Definition of boolean type
Joe English
jeenglis at nunki.usc.edu
Thu Mar 2 08:40:28 AEST 1989
gwyn at brl.arpa (Doug Gwyn (VLD/VMB) <gwyn>) writes:
>In article <6849 at pogo.GPID.TEK.COM> rickc at pogo.GPID.TEK.COM (Rick Clements) writes:
>>With the compiler I am currently using, I use "if (x == FALSE)" or
>>"if (x != FALSE). ... The compiler I am using generates LESS code
>>this way. ("if (x)" causes it to go to the work of converting it to
>>a 1 or 0 with some less than efficient code.
>
>That's pretty strange -- "if(x)" means no more and no less than
>"if x is nonzero", which nearly all instruction sets support directly.
>It's easy to imagine a dumb compiler that produces MORE code for
>"if(x!=0)" but not one that produces LESS code.
I once had to work with a compiler that was broken in a
similar way: boolean expressions would calculate either a 0
or a 1, then test that result and branch accordingly.
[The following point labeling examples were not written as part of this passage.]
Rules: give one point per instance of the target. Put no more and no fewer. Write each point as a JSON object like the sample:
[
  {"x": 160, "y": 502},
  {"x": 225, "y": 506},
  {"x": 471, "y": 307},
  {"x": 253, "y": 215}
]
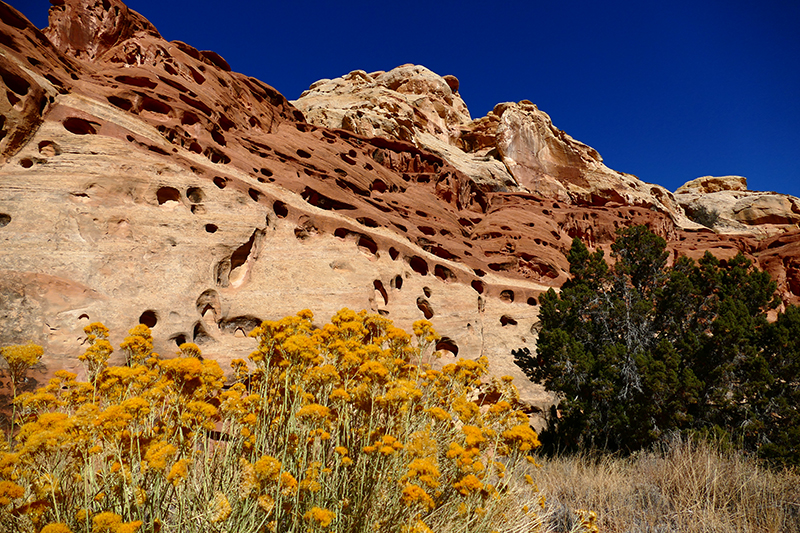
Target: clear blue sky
[{"x": 668, "y": 91}]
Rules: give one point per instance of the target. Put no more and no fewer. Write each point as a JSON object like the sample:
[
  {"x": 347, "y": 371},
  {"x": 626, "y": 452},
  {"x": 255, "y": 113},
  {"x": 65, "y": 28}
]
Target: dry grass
[{"x": 684, "y": 487}]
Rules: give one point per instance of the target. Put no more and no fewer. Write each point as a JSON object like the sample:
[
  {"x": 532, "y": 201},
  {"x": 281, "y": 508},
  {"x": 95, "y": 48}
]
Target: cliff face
[{"x": 143, "y": 181}]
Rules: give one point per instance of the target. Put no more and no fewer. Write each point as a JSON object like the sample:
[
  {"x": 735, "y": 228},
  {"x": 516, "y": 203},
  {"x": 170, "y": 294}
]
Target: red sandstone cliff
[{"x": 142, "y": 180}]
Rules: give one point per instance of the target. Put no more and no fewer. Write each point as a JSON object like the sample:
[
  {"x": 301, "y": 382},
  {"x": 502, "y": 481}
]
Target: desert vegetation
[
  {"x": 640, "y": 350},
  {"x": 344, "y": 428},
  {"x": 350, "y": 427}
]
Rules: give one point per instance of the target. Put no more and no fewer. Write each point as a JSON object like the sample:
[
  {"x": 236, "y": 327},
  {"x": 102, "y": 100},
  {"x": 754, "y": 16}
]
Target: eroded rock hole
[
  {"x": 218, "y": 138},
  {"x": 378, "y": 285},
  {"x": 16, "y": 83},
  {"x": 366, "y": 243},
  {"x": 195, "y": 195},
  {"x": 239, "y": 257},
  {"x": 208, "y": 302},
  {"x": 137, "y": 81},
  {"x": 245, "y": 323},
  {"x": 155, "y": 106},
  {"x": 506, "y": 320},
  {"x": 122, "y": 103},
  {"x": 149, "y": 318},
  {"x": 179, "y": 339},
  {"x": 168, "y": 194},
  {"x": 80, "y": 126},
  {"x": 49, "y": 148},
  {"x": 323, "y": 202},
  {"x": 443, "y": 273},
  {"x": 418, "y": 265},
  {"x": 200, "y": 335},
  {"x": 425, "y": 306},
  {"x": 379, "y": 186},
  {"x": 446, "y": 343},
  {"x": 368, "y": 222},
  {"x": 280, "y": 209},
  {"x": 189, "y": 118}
]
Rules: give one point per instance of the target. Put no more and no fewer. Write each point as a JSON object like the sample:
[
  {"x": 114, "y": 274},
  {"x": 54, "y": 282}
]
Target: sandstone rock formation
[
  {"x": 515, "y": 147},
  {"x": 734, "y": 209},
  {"x": 143, "y": 181}
]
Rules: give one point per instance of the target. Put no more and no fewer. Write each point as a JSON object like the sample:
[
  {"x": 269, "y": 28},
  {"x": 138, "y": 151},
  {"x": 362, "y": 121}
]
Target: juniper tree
[{"x": 640, "y": 348}]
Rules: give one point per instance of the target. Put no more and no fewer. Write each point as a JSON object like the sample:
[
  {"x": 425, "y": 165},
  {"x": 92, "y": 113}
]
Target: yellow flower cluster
[{"x": 338, "y": 428}]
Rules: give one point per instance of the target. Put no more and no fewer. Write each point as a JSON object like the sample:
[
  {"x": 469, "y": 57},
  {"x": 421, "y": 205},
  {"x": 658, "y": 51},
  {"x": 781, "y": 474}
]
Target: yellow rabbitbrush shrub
[{"x": 346, "y": 428}]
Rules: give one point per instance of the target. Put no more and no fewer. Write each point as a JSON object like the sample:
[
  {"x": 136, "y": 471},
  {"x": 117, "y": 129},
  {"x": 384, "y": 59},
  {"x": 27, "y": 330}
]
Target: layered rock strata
[{"x": 142, "y": 181}]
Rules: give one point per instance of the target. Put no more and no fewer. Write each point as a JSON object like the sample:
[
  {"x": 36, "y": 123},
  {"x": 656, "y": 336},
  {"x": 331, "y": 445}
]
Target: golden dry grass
[{"x": 684, "y": 487}]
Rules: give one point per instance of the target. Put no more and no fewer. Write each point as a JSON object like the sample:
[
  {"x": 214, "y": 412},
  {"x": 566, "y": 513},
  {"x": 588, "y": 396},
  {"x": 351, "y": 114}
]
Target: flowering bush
[{"x": 343, "y": 428}]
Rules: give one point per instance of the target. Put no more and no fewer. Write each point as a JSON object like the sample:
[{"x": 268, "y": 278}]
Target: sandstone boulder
[{"x": 725, "y": 204}]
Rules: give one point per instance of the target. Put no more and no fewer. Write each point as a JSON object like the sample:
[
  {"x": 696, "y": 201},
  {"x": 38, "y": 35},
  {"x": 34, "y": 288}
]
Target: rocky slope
[{"x": 143, "y": 181}]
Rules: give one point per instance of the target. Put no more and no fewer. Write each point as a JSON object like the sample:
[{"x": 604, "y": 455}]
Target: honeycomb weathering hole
[
  {"x": 378, "y": 285},
  {"x": 425, "y": 306},
  {"x": 506, "y": 320},
  {"x": 368, "y": 244},
  {"x": 195, "y": 194},
  {"x": 507, "y": 296},
  {"x": 418, "y": 265},
  {"x": 179, "y": 339},
  {"x": 80, "y": 126},
  {"x": 168, "y": 194},
  {"x": 446, "y": 343},
  {"x": 280, "y": 209},
  {"x": 49, "y": 148},
  {"x": 149, "y": 318}
]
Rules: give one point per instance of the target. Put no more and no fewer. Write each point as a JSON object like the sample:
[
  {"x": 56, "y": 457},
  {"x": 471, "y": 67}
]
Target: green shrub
[{"x": 642, "y": 349}]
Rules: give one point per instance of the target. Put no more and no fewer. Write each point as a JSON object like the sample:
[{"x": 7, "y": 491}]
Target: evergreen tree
[{"x": 641, "y": 349}]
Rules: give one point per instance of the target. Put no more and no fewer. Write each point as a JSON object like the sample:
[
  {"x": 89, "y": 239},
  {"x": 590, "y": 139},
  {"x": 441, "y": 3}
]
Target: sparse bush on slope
[{"x": 343, "y": 429}]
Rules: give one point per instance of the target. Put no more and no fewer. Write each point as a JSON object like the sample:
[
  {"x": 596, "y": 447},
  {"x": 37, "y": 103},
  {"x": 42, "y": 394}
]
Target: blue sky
[{"x": 668, "y": 91}]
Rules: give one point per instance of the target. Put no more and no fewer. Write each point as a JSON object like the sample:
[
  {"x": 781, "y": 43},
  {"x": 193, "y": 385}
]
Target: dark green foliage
[{"x": 641, "y": 349}]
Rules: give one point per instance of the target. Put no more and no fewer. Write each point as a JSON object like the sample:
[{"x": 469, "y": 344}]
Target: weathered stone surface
[
  {"x": 710, "y": 184},
  {"x": 514, "y": 148},
  {"x": 737, "y": 210},
  {"x": 142, "y": 180}
]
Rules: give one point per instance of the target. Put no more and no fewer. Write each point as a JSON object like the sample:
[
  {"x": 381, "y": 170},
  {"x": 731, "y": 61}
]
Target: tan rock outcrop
[
  {"x": 143, "y": 181},
  {"x": 514, "y": 148},
  {"x": 725, "y": 204}
]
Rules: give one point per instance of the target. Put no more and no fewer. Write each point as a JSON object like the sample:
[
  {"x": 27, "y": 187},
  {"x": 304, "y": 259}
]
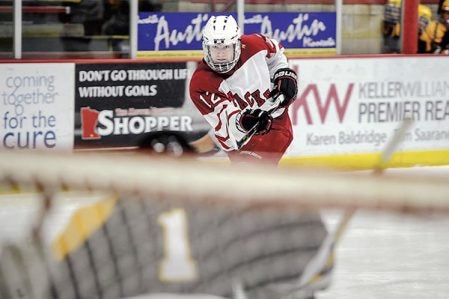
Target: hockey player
[{"x": 243, "y": 86}]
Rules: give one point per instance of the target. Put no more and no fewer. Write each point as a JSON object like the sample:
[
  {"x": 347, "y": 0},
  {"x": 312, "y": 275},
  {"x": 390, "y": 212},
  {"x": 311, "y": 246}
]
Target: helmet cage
[
  {"x": 221, "y": 31},
  {"x": 222, "y": 67}
]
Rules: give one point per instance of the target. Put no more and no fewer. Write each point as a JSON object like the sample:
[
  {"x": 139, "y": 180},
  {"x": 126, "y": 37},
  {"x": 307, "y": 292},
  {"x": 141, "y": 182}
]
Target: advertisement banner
[
  {"x": 178, "y": 35},
  {"x": 348, "y": 106},
  {"x": 36, "y": 106},
  {"x": 117, "y": 104}
]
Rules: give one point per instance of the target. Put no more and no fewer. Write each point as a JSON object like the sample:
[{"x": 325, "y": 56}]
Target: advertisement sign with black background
[{"x": 117, "y": 104}]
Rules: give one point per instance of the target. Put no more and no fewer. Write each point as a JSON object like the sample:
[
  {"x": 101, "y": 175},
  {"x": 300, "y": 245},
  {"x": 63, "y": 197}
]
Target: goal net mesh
[{"x": 117, "y": 226}]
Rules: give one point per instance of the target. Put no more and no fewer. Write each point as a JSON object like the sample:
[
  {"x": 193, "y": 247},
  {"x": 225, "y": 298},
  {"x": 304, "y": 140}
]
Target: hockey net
[{"x": 119, "y": 225}]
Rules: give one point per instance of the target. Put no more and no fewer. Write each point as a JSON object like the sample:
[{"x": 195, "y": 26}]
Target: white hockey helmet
[{"x": 221, "y": 43}]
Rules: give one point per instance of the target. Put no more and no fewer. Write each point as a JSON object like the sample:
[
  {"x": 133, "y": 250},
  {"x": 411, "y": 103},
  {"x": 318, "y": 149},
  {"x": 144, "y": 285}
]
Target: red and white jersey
[{"x": 220, "y": 98}]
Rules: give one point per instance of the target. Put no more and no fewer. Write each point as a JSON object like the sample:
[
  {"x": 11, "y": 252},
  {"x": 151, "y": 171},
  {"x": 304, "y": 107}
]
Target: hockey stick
[
  {"x": 273, "y": 107},
  {"x": 320, "y": 265}
]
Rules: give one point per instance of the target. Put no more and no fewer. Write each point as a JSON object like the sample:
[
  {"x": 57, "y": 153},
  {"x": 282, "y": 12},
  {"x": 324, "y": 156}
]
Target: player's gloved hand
[
  {"x": 259, "y": 118},
  {"x": 285, "y": 83}
]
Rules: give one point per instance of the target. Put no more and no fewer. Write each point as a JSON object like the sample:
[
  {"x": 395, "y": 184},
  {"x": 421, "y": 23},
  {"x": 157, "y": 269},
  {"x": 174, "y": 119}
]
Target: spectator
[
  {"x": 435, "y": 37},
  {"x": 391, "y": 28}
]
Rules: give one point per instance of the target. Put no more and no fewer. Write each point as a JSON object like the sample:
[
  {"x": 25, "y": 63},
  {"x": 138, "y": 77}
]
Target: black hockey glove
[
  {"x": 261, "y": 119},
  {"x": 285, "y": 83}
]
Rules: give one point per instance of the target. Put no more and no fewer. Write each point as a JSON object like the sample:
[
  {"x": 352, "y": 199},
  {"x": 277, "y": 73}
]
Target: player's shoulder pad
[
  {"x": 254, "y": 43},
  {"x": 204, "y": 78}
]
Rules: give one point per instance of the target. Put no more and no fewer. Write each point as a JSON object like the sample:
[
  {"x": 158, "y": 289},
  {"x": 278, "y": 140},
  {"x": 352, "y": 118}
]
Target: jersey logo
[
  {"x": 250, "y": 99},
  {"x": 210, "y": 99}
]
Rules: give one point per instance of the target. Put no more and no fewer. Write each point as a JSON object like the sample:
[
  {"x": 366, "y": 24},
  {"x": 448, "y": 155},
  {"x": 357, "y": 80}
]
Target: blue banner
[{"x": 182, "y": 31}]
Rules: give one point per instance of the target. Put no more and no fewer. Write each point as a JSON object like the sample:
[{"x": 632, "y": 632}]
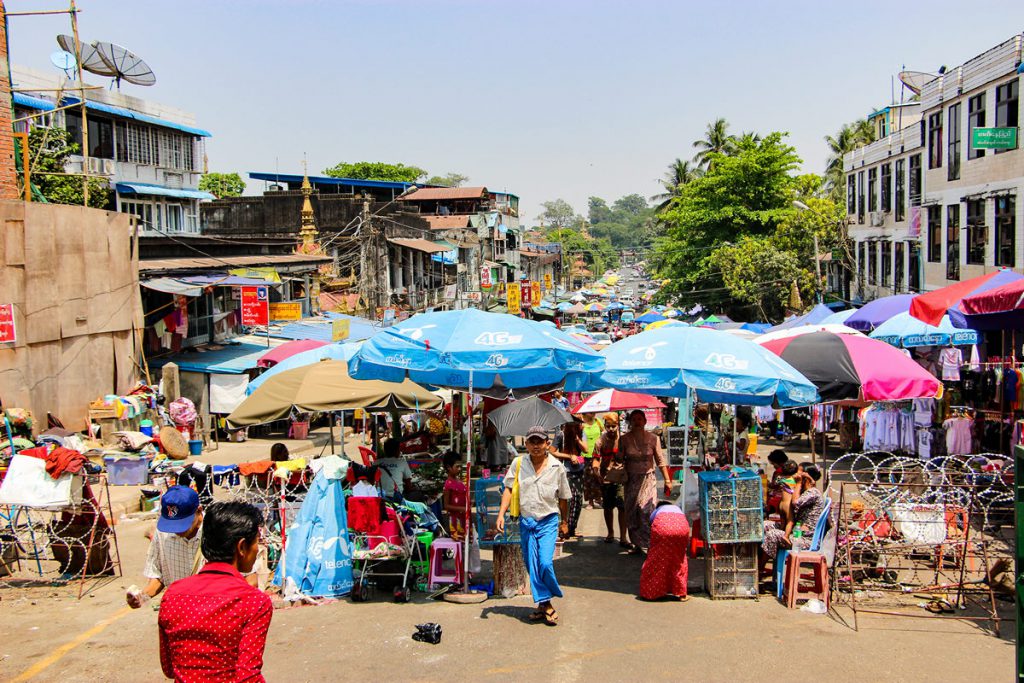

This
generated *three unnecessary instructions* for every
relational expression. (And the fourth pass of the compiler
was called the "optimizer!" I don't think it did a very
good job of optimizing...)
If I recall correctly, it generated the same amount of code
for "if(x)" and "if(x!=0)," but it went something like:
Compare x and zero;
move 1 into AX;
if test yielded equal, skip next instruction;
move 0 into AX;
Then it would do an "OR AX,AX" and branch accordingly.
Shocking, but true.
Before you ask (so you can avoid purchasing it :-), the
compiler in question is an old (c. 1984) version of Computer
Innovation's C86, I think somewhere around version 1.2.